Injections (sclerotherapy) are used for varicose veins where there is no large feeding (axial) veins. If there is a feeding vein, then that needs to be treated first and blocked off before considering sclerotherapy. Injections can also be used for spider veins (telangiectasia), recurrent varicose veins (veins that have returned after surgery) and occasionally early varicose veins.
How Does it Work?
There are 2 common sclerosants that are used. They are Aethoxysclerol and Sclerovein (STS). They are soap solutions and cause an irritation in the wall of the vein. The irritation results in the inner lining sloughing away and absorbing. The vein collapses down and over the following months becomes a thread of scar tissue (sclerosis) which cannot be seen.
How is it Done?
We supply numbing cream which needs to be applied at least 1 hour before. The treatment is done in a procedure room. The sclerosant is mixed with air through a filter. This creates a fine foam which makes the solution more effective. An ultrasound is used to “see” the veins and guide the needle into the vein so the injections are done very accurately.
The nurse will put the stockings on you and you will need to rest with the legs up for 30mins to allow the veins time to collapse. Walk for 30-60 minutes each day. Ideally wear the stockings 24 hours/day.
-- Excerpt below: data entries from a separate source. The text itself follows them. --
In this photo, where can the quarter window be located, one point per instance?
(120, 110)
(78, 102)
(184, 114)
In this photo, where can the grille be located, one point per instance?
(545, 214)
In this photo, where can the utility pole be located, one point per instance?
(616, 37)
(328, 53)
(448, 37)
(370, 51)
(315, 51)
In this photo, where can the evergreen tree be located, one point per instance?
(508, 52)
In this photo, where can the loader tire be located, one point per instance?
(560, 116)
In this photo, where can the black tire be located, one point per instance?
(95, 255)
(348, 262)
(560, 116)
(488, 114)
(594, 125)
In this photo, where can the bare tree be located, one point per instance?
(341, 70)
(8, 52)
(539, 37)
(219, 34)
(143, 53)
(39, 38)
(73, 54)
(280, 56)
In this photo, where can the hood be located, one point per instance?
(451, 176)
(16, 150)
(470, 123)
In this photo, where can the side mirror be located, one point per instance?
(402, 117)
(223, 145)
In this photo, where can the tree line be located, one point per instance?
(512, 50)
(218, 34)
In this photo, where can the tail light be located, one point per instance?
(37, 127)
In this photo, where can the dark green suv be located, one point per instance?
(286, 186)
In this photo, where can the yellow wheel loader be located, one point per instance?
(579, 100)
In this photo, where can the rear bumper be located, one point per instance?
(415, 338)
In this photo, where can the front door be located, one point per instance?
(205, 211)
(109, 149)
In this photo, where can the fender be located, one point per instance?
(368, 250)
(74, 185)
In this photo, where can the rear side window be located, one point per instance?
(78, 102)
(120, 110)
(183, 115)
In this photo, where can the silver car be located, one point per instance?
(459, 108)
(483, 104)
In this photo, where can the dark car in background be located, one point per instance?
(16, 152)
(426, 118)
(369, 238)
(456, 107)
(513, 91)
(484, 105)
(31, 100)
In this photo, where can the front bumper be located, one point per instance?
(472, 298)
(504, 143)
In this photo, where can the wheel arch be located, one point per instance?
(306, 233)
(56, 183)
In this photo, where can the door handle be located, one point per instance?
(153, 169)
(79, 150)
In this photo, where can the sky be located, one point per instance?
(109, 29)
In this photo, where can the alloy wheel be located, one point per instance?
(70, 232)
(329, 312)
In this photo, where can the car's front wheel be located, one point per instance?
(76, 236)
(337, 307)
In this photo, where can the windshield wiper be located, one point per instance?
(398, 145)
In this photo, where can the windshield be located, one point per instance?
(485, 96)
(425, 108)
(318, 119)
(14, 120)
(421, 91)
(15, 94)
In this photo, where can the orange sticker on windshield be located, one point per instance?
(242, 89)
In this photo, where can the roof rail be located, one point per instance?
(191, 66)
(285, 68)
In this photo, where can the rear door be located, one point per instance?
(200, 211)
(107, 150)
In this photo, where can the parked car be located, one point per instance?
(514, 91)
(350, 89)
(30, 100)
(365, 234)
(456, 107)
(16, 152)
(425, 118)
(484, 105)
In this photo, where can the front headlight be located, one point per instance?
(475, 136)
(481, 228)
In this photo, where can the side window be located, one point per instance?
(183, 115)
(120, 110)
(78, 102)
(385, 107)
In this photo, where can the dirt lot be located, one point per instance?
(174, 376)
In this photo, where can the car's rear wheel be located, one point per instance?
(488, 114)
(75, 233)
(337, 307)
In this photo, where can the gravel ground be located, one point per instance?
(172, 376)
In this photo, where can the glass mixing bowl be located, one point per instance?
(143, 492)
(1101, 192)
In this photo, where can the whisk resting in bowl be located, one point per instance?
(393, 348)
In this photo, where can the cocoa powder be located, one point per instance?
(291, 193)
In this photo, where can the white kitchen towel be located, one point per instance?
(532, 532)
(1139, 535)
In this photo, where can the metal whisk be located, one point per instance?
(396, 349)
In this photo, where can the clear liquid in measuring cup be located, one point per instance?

If you are having trouble at night, take them off, but wear the stockings whenever you are out of bed. Wear the stockings for 1 week. Showering can be an issue, but there are some options: special plastic bags; use a hairdryer; have 2 stockings and replace the wet one while you are lying on the bed.
What to expect after treatment?
Use paracetamol or an anti-inflammatory such as ibuprofen for any discomfort. Some stinging or burning. This settles very quickly. There will be some bruising near where the injections have been done. Spiders may become quite dark and angry. This will settle over the following few weeks. If there is any trapped blood it will need to be drained to prevent staining. Tender lumps are common and will disappear over the following 3-6 months. The legs may ache, especially for the first few days. Walking helps.
COMPLICATIONS: Pigmentation, matting, DVT, swelling. Rarely ulcers, migraine. Refer to David Huber’s pamphlet “current treatment of varicose veins” for a complete list and incidence.
Things to consider?
PRECAUTIONS: Pregnancy and breastfeeding: Sclerotherapy is best avoided. There is no evidence to suggest problems, but results are not as good. Oral contraceptive and HRT: the evidence suggesting complications is small. Refer to the pamphlet “current treatment of varicose veins” for further details.
NUMBER OF TREATMENTS: This will depend on the final result you would like. The varicose veins should completely disappear. The spiders will not disappear completely but will fade. If you want more resolution, then more treatments will be necessary.